In addition to continued retrenchment in housing construction (and likely sales as we will see next week) mortgage applications absolutely plunged again this week. According to the latest estimates from the Mortgage Bankers Association, their application index fell 9.2% from the prior week. That’s a pretty large drop reminiscent of the worst financial days last fall.

Refis, as has been usual, took the brunt of the decline, dropping an astounding 12.7%. But applications for home purchases fell nearly 5% too, boding fairly poorly for future real estate conditions. Week-to-week changes in applications levels are volatile, to be sure, still the scale of this week’s drops are well beyond that (especially when seen as part of the recent trend).

We are supposed to believe that this is “normal” or something passing close to that. Interest rates did rise, even in mortgage markets, but that a 2 basis point increase in rates should or would produce such mayhem? An increase in the average mortgage rate from 4.34% to 4.36% apparently had potential borrowers running for the hills.

“Interest rates increased relative to the previous week as incoming economic data continues to suggest a pickup in the pace of growth,” said Mike Fratantoni, MBA’s chief economist.

Factually, rates did rise slightly but the curve also continued to flatten. That would seem to countermand the credentialed economist’s interpretation, as would the data from mortgage applications. Is it more likely that a rounding error in mortgage rates unleashed havoc, or that a weakening economy coupled with a growing realization about housing (as it is, not as it is proclaimed) have convinced many to rethink their posture toward indebtedness?

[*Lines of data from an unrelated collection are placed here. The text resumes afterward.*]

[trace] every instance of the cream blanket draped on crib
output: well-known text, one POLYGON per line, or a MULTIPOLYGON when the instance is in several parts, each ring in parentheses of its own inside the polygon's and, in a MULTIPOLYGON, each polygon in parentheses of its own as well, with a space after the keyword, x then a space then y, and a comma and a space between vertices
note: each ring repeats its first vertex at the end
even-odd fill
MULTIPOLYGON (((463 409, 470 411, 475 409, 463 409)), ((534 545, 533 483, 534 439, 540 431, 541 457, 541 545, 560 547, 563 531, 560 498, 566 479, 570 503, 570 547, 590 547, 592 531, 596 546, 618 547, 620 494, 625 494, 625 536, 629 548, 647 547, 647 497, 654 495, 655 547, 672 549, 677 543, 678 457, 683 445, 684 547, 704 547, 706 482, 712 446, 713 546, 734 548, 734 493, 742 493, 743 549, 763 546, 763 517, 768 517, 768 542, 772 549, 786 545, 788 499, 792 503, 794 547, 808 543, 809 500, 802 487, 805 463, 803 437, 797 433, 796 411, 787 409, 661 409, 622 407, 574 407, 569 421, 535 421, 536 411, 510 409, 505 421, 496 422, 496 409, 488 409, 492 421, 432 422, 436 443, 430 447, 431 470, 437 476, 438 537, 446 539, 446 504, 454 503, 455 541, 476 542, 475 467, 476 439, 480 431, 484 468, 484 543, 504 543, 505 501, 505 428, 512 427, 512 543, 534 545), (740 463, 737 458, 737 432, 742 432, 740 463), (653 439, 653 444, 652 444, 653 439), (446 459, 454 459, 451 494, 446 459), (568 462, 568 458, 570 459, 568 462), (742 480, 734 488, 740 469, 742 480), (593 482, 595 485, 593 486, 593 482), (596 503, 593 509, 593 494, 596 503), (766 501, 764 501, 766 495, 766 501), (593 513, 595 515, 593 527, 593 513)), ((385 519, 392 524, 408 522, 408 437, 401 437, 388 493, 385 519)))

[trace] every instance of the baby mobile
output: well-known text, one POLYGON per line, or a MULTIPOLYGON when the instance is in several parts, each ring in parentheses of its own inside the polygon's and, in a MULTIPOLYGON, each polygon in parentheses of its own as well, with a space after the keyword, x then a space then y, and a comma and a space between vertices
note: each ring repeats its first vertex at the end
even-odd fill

These very indications are an ongoing series of signals that loudly protest the fragile state into which these “markets” situate. The incongruity is astounding, yet we are supposed to believe it a sign of re-awakening and renaissance. I have no doubt that all the DSGE models, as with their GARCH and TVP-VAR brethren, see exactly that. But I think that a deeply profound statement about the models far more than anything else.